Through this model, countries like Bangladesh supply fabric for European fashion brands, and Vietnam assembles smartphones for markets in South Korea and North America, according to the World Bank.

Over half of global trade is now conducted through GVCs, with participation particularly increasing in lower-middle-income countries.

The benefits are well-documented: GVC involvement accelerates productivity, spurs job creation, and often leads to better wages and working conditions as firms strive to meet international standards.

However, this progress is now under threat from growing trade-policy fragmentation.

Country-by-country trade deals risk undermining the Most Favored Nation (MFN) principle, a cornerstone of the global trading system since 1947 under the General Agreement on Tariffs and Trade.

MFN ensures equal market access for all 163 members of the World Trade Organization, a principle that has underpinned the growth of GVCs by ensuring predictability and fairness.

While preferential trade agreements, such as the US-Mexico-Canada Agreement, the Comprehensive and Progressive Agreement for Trans-Pacific Partnership, and the Regional Comprehensive Economic Partnership, can reduce barriers, they also introduce complications.

When countries are not included in such agreements, they may attempt to route exports through third countries to gain access, prompting the introduction of complex rules of origin.

Verifying the origin of goods is relatively straightforward for products like steel, but becomes complex for multi-sourced items like smartphones.

These rules of origin raise compliance costs for firms, which must revise internal processes, train staff, and hire external experts.

Customs authorities, in turn, face heavier operational demands including investigations, cooperation, and audits, according to the World Bank.
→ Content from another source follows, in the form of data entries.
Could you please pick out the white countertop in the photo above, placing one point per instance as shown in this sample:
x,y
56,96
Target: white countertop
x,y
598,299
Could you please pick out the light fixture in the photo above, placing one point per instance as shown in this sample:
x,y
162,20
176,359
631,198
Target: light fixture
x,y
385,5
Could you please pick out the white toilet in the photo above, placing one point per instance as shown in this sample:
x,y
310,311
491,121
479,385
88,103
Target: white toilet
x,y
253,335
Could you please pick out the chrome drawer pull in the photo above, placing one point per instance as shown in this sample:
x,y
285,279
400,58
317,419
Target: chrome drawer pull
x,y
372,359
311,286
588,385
The World Bank estimates that rules-of-origin compliance costs represent about 4.5% of the customs value of goods traded under preferential agreements.

This poses particular challenges for small and medium-sized enterprises (SMEs), which often lack the scale and resources to meet these requirements, potentially leading to reduced participation in GVCs and greater market concentration.


Moreover, high compliance costs increase the temptation to bypass rules.

A 1% increase in the preference margin, the difference between preferential and standard tariff rates, leads to a 0.39% increase in attempts to use preferential rates, according to recent data by Gonciarz and Verbeet (2025).

After nearly eight decades of trade built on non-discrimination, rising tariffs, complex rules, and fragmented policies could reverse hard-won gains for developing economies, undermining the very poverty-reducing potential that made GVCs a vital engine for global development.